Tuntutan ini pun saya temukan kepada ponakan teman saya yang sekolah dasar di Amerika karena ayah ibunya bekerja di kedutaan Indonesia untuk negara itu.
Begitu tebal dan cantik ia mengukir setiap huruf kapital di awal kalimat, nama orang, dan nama geografi. Kami begitu senang dan antusias menunggu datangnya surat-surat itu dahulu. Makanya hari ini saya miris akan learning loss di sekolah dan perguruan tinggi ini.
Dua tahun pandemi COVID-19 mewabah menimbulkan learning loss sebagai salah satu dampak sosial negatif yang muncul. Pandemi menyebabkan proses belajar mengajar harus dilakukan secara daring. Penyelenggaraan daring ini  memegang prinsip mengutamakan kesehatan dan keselamatan guru dan siswa.

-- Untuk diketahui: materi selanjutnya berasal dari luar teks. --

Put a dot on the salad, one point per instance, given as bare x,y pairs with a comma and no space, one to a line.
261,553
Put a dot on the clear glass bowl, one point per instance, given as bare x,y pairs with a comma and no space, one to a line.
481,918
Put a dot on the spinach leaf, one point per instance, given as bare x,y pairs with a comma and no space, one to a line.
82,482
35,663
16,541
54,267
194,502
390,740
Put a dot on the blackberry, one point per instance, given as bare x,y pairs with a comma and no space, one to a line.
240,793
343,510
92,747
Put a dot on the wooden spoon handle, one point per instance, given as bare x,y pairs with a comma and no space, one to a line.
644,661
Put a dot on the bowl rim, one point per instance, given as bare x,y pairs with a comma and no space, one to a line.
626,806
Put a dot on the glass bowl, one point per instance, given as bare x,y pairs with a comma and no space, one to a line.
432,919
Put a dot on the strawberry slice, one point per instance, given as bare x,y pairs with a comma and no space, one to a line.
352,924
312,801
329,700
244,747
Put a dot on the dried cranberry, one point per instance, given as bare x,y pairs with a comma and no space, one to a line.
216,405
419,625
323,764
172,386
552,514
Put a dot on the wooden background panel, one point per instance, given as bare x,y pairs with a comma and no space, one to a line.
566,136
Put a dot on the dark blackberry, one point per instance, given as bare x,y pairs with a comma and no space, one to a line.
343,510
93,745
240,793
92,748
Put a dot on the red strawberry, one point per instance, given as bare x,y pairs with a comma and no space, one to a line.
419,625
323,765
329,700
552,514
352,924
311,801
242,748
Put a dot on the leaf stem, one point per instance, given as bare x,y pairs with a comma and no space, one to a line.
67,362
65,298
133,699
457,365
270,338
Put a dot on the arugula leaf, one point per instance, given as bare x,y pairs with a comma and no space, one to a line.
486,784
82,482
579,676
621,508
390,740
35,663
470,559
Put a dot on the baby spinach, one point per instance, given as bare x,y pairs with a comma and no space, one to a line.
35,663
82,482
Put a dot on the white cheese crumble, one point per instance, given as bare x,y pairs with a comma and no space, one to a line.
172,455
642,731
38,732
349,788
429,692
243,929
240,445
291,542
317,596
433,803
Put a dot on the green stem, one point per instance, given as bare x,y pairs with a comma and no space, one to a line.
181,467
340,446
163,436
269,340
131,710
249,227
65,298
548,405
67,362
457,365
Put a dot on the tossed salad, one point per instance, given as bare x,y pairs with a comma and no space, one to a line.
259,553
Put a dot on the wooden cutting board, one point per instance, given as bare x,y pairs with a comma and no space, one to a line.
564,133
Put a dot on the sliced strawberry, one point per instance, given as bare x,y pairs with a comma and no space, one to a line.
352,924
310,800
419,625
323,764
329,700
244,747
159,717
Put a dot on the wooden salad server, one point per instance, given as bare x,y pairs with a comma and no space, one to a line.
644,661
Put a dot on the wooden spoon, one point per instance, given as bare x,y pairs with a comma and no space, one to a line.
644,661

Pembelajaran kebahasaan mungkin tak maksimal karena guru dituntut memberi bahan ajar secara darurat, materi esensial saja. Pada proses inilah terjadi kesalahan fatal. Guru lupa bahwa pengetahuan akan penggunaan huruf kapital sangatlah esensial.
Learning loss ini nampaknya terpaksa dituai saat ini. Guru cuma bisa meminta anak memperbaiki lagi tulisannya. Saya pun memilih 2 opsi. Pertama tulis di kertas teks Ananda dengan pensil. Opsi kedua, tulis di WA tugas Ananda. Dengan dua opsi ini mampu mengurangi rasa kesal siswa karena harus mengulang-ulang menulis tugas karena salah.